I’ve already written this post once, the day after results day. It was raw and angry and harsh, and a lot of it wasn’t me talking, it was anxiety and annoyance at an education system that I fought against for two years for what felt like nothing. It’s a complex thing, but I feel more at home with myself again now I’ve had time to process it.
Two years ago, I opened an envelope that I genuinely believed was the end of the world. It wasn’t, but I was over the moon. This year, I knew it wasn’t the end of the world – I’ve worked hard to try and overcome the concept that a few letters on a page are all that I am – but I was gutted. And it’s sad, because I’m happy with three out of my four grades, but I automatically discarded those from my mind before I’d even processed them. A few days later I’m upset that I felt no need to celebrate on Thursday, because I know there is more to it than that piece of paper.
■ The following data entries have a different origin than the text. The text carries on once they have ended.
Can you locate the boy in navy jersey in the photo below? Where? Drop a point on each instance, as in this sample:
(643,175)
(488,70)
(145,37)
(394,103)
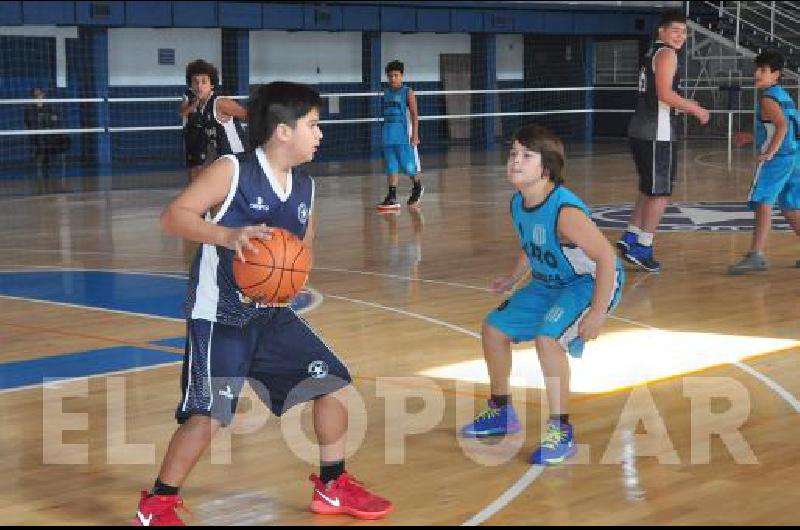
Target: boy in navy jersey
(653,135)
(577,280)
(212,125)
(231,338)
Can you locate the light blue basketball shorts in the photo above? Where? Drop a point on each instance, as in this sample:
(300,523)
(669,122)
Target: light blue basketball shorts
(539,311)
(401,157)
(776,182)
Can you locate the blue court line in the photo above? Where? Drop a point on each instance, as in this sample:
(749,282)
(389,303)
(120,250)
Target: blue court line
(82,364)
(138,293)
(175,342)
(135,293)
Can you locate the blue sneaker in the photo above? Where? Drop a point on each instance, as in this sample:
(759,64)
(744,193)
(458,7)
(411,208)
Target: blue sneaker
(627,240)
(557,445)
(642,256)
(493,421)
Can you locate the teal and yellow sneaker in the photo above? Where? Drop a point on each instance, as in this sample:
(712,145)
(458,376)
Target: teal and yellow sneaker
(494,421)
(627,240)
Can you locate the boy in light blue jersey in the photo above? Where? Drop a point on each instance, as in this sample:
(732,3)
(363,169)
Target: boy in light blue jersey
(400,138)
(777,172)
(577,280)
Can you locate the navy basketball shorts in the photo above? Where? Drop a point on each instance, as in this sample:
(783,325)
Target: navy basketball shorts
(657,163)
(278,354)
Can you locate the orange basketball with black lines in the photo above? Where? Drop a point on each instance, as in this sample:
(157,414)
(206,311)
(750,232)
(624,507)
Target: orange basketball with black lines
(277,272)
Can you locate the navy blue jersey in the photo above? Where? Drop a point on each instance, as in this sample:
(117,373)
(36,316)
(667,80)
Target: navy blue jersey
(653,119)
(255,198)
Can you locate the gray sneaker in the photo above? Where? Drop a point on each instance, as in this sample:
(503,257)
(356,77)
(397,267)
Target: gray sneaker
(752,261)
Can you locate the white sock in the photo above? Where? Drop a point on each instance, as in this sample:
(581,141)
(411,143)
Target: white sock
(646,239)
(634,230)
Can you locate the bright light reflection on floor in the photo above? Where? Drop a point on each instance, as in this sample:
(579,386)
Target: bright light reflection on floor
(626,358)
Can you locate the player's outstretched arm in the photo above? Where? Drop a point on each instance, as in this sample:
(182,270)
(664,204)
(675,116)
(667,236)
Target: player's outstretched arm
(576,227)
(184,216)
(228,108)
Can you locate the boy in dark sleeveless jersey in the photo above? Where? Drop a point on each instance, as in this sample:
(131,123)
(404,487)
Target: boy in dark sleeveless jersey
(577,281)
(212,123)
(231,338)
(653,134)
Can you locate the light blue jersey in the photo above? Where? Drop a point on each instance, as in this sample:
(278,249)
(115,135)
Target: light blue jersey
(552,263)
(777,181)
(396,117)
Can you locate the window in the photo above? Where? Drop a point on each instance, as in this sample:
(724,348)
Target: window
(616,62)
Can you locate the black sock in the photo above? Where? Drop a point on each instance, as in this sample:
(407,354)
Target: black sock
(163,489)
(501,401)
(330,470)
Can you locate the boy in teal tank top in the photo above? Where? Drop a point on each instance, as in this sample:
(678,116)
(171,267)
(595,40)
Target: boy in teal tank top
(576,281)
(777,172)
(400,138)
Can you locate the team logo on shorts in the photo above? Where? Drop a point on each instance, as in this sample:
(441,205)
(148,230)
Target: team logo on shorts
(302,213)
(318,369)
(555,314)
(539,235)
(691,217)
(259,205)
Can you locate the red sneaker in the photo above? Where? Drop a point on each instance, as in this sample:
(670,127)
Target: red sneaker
(347,495)
(158,510)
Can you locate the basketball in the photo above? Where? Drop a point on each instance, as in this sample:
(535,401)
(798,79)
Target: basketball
(277,272)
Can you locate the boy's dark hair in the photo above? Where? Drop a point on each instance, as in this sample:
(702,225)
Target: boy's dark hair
(276,103)
(201,67)
(395,66)
(772,59)
(671,17)
(545,142)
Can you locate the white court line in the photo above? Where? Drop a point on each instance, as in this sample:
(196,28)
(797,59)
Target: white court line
(431,320)
(771,383)
(510,494)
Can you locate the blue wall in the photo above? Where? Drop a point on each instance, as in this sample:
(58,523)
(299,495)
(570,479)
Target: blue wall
(30,61)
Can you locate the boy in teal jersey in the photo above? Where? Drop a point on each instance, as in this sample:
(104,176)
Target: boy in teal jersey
(777,172)
(577,281)
(400,137)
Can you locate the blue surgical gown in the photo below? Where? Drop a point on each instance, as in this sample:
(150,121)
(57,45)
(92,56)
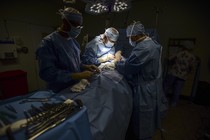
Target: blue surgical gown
(58,58)
(142,72)
(94,50)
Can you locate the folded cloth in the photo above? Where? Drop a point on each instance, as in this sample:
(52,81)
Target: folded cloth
(80,86)
(107,66)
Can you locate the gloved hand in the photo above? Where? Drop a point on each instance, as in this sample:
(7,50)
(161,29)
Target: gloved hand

I have spent two years fighting an education system that isn’t for disabled and chronically ill youth like me. Although my school have been as supportive as possible, my body has not really been able to cope with 7-8 hour days, or my memory with the density of the subjects I chose – I honestly wish I had done my A Levels back when AS was 50%. It sounds dramatic, but I spent full days in such intense pain that I could barely see the board, and some days my fatigue was so bad I couldn’t read a sentence out of a textbook. I missed weeks off school to be in hospital, and the equivalent of several more in appointments.
I have to remember that these exams pitted me against hundreds of thousands of students, the majority of which will not have experienced these issues. The ones who did may have done better than me regardless, but this isn’t me making excuses – it’s me forgiving myself, letting myself realise that I did the most I could, and that’s okay. Being able to write for 2 hours upwards with chronic wrist, shoulder and back pain; keeping focused and not dizzy for that amount of time – I won just by getting through all my exams, and sixth form in general.
For me, I think part of the reason I felt so upset was because I knew that there would be people I’d either let down, as well as the people who would judge me. Since my GCSE results, I’d been almost put on a pedestal by some of my peers that I didn’t want to be on; shushing me if I expressed concern or anxiety about my grades. And I felt like I let down my teachers and the sixth form support team, but they (naturally) told me I was being silly. My chemistry teacher is a very matter-of-fact person, but with the most human of emotions, and that makes for someone who can talk sense into me. I couldn’t be more appreciative.
It’s cliche, but those grades truly don’t tell my whole story, just like everyone tells you before you get your grades, but you can’t see it at the time. I’ve done three hours of volunteering a week during both years, working with teenagers at school and the Cub Scouts. I did assemblies about mental health and a talk about my disabilities to the entire staff body. I never shut up about things I was passionate about, had debates in class, educated people on feminism and ableism and sexualities. I wrote essays on topics I was fascinated by.
I did three subjects I love, and I still love them, regardless of the grades. Maybe chemistry was a wildcard, and I knew it was risky – but I couldn’t imagine doing anything else. In general, I loved my sixth form experience, and the piece of paper I received on Thursday doesn’t tell you any of those other things.
Four letters at the age of 18 aren’t the end of the world. It’s time to start new adventures, and there’s already several opportunities coming my way. I did my best, and that will always be enough. And I know, that everything will be okay.